Macerich has taken about a 60 percent bite out of its $2 billion debt reduction target. More mall sales should help get it across the finish line.
In its third-quarter report, the Santa Monica-based real estate investment trust, which had a recent market cap of $4.2 billion, said it has lined up the $157 million sale of its Thousand Oaks mall The Oaks. Meanwhile, it has three other transactions underway involving Santa Monica Place in California, Shops at Atlas Park in New York and Southridge Mall in Iowa.
There are also talks with lenders or sale negotiations on another four properties. That includes the nearly 2 million-square-foot Lakewood Center in Southern California, which CFO Scott Kingsmore told analysts on Wednesday is likely to be sold in the “near term.”
That The Oaks’ buyer was able to secure financing given the property’s need for a “major” redevelopment offers a read on investor appetite, said CEO Jackson Hsieh regarding the deal during Wednesday’s conference call to discuss the third-quarter results.
“There hasn’t been a huge amount of A-plus centers sold, but the fact that lenders are coming into what I call B opportunities or maybe properties that could become As that need a lot of reconstruction, that to me is kind of encouraging,” Hsieh said. “That wasn’t really evident when I first started at the company in March of this year.”
Hsieh was tapped to helm the shopping center owner in March, succeeding Thomas O’Hern. He was tasked with turning around the business and in May released the Path Forward Plan that set out to trim about $2 billion in debt while identifying centers with the most future potential and opportunity.
Path Forward divides Macerich’s properties into three categories: top-producing Fortress centers; Steady Eddy malls with stable performance; and Eddies, the laggards the company looks to sell.
Fortress potential
Hsieh said Macerich intends to “aggressively pursue” redevelopment plans for Fortress property Los Cerritos Center, while refinancing debt at Washington Square in Portland, Ore. The latter is viewed as having potential to become a Fortress property.
Macerich paid $122 million to buy out its partner’s 40 percent stake in Pacific Premier Retail Trust, which owns the two malls in addition to Lakewood Center. Pacific Premier is a joint venture Macerich formed in 1999 with the Ontario Teachers’ Pension Plan Board.

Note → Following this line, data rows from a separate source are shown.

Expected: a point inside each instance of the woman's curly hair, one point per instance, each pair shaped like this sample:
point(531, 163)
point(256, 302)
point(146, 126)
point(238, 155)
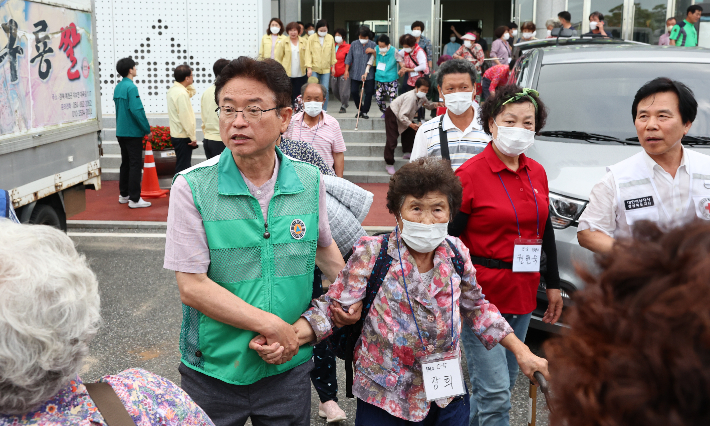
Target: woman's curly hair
point(638, 353)
point(420, 177)
point(494, 106)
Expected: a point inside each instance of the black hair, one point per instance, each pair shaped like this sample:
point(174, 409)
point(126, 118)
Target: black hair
point(494, 106)
point(599, 16)
point(219, 66)
point(500, 31)
point(182, 72)
point(455, 66)
point(322, 23)
point(565, 15)
point(422, 81)
point(694, 8)
point(123, 66)
point(687, 104)
point(269, 72)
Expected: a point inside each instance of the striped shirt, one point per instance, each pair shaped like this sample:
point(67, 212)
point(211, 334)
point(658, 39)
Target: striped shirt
point(325, 137)
point(462, 144)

“Now that we were able to buy them out, we’re just going to be able to accelerate our business plans, which we have on these two properties,” Hsieh said of Cerritos and Washington. “We’re going to get after it very quickly with the leasing and development teams.”

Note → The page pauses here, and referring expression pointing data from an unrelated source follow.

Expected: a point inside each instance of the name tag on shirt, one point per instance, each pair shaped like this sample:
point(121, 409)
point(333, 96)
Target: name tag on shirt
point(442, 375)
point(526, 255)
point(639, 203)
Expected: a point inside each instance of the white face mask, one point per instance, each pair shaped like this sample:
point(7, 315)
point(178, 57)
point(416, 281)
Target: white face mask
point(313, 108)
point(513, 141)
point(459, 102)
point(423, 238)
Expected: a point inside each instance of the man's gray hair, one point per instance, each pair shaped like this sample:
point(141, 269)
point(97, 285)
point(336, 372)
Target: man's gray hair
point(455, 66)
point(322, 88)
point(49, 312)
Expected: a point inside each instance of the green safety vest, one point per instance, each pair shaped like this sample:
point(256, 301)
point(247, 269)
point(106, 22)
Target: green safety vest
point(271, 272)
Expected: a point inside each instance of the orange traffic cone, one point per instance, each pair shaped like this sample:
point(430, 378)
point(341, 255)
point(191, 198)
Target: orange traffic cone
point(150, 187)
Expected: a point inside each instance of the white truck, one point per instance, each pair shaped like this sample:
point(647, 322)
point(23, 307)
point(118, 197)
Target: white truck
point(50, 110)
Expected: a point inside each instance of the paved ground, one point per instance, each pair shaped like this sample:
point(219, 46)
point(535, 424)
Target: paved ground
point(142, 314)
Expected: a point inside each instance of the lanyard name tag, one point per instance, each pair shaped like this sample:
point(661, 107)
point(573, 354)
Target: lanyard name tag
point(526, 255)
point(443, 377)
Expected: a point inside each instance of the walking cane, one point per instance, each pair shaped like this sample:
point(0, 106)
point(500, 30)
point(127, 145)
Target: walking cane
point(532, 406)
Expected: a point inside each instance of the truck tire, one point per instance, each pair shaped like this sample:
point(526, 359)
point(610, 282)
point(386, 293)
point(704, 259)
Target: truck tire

Those future plans in Washington could include more luxury tenants for the 1.3 million-square-foot center anchored by Macy’s, Nordstrom, Dick’s Sporting Goods and JCPenney, according to Hsieh. In Cerritos, which Hsieh called a “gem,” there are entitlements for multifamily development.

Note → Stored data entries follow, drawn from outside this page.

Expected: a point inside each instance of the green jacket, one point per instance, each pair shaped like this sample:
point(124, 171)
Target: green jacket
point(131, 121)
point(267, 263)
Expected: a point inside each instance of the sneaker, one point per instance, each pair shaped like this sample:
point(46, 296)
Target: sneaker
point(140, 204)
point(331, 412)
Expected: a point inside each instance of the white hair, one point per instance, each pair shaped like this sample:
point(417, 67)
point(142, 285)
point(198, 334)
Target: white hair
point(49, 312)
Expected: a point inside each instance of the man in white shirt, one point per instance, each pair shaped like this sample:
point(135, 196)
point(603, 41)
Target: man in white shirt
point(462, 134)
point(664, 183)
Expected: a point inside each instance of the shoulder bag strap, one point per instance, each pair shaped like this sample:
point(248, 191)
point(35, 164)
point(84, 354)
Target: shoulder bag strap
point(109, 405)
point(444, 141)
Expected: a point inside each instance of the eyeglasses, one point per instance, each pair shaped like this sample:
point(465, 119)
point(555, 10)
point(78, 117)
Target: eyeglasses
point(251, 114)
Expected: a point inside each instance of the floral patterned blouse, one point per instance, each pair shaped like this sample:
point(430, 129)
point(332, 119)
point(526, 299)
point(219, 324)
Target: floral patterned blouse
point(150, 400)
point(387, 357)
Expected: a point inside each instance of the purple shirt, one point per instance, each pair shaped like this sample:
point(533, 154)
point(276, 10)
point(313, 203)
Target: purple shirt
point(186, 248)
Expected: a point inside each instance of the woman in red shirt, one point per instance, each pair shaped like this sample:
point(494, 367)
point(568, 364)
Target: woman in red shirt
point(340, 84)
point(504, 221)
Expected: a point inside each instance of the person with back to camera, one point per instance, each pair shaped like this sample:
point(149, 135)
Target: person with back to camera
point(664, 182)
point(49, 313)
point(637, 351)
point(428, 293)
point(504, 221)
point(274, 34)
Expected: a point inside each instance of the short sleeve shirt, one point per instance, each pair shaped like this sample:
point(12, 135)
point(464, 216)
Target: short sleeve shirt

The over 1 million-square-foot Los Cerritos Center pulls visitors from both Orange County and Los Angeles County with Nordstrom, Forever 21, Macy’s, Dick’s Sporting Goods and Harkins Theatres as its anchors.
The mall updates came with Macerich’s results for the third quarter ended Sept. 30 in which it reported a net loss of $108.2 million, narrowed from a $262.5 million loss in the same period a year ago. Total quarterly revenue, which comes from leasing among other income streams, rose about 1 percent from a year earlier to $220.2 million.
Funds from operations, a cash flow measurement used by REITs, was $86 million in the recent quarter, compared to $100.6 million in the year-ago quarter.
The company also announced Daniel Swanstrom II is expected to join Macerich Nov. 16 as chief financial officer. Current CFO Kingsmore is expected to stay on as a senior advisor through the end of the year.